By the end of Module 2, you'll master first-class functions for configurability, expression-oriented code, and debugging taps. This prepares for lazy iteration in Module 3. See the series progression map in the repo root for full details.

Here's a snippet from the progression map:

Module Focus Key Outcomes
1: Foundational FP Concepts Purity, contracts, refactoring Spot impurities, write pure functions, prove equivalence with Hypothesis
2: First-Class Functions & Expressive Python Closures, partials, composable configurators Configure pure pipelines without globals
3: Lazy Iteration & Generators Streaming/lazy pipelines Efficient data processing without materializing everything

M02C07 – Callback Hell to Combinators (Replacing Callbacks with Clear Functional Pipelines)

Core question:
How do you replace nested callbacks and imperative chains with combinators (flow, fmap, ffilter, flatmap) that compose lazy, configured, boundary-sealed functions—so pipelines from M02C01–M02C06 are efficient, readable, and testable?
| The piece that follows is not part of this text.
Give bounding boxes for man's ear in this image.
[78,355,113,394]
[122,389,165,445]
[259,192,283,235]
This core introduces combinators for pipelines in Python:
- Use flow to build a 0-arg pipeline from a producer + iterable stages; you run it with pipeline().
- Apply fmap, ffilter, flatmap for lazy mapping/filtering/flattening with bound pure functions.
- Build on M02C06 config-as-data to bind settings, M02C03 laziness for streams, and M02C05 boundaries for effects.

We extend the running project from m02-rag.md—the FuncPipe RAG Builder—evolving from callback-heavy chains to clear combinator pipelines that preserve Module 1 equivalence for the chunk sequence.
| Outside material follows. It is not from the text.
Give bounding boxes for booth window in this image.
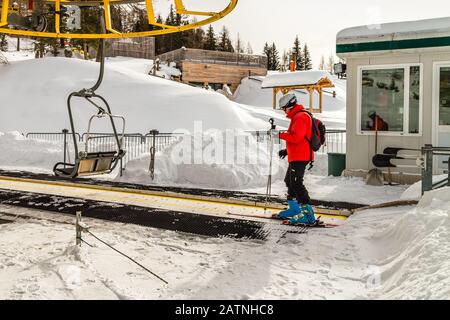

Audience: Developers from M02C06 with config-as-data but still using nested callbacks or imperative loops that break readability and laziness.
Outcome:
1. Identify callback smells (nested functions, imperative chains) and explain their impact on composability.
2. Refactor a callback chain into combinators with bound pure functions.
3. Write Hypothesis properties proving pipeline equivalence, with a shrinking example.


1. Conceptual Foundation

1.1 Callback Hell to Combinators in One Precise Sentence

Combinators replace callback hell with higher-order functions (flow, fmap, ffilter, flatmap) that compose lazy streams of bound pure functions—ensuring pipelines are readable, efficient, and configurable without nesting or boilerplate.

1.2 The One-Sentence Rule

Replace nested callbacks and loops with flow for pipeline orchestration, fmap/ffilter/flatmap for transformations—bind config to pure functions via partial or by passing configuration-bearing callables, keeping effects sealed and streams lazy.

1.3 Why This Matters Now

M02C06 gave immutable config data, but nested callbacks or loops obscure pipelines. Combinators make them declarative chains, leveraging M02C03 laziness, M02C05 boundaries, and M02C06 binding for scalable code.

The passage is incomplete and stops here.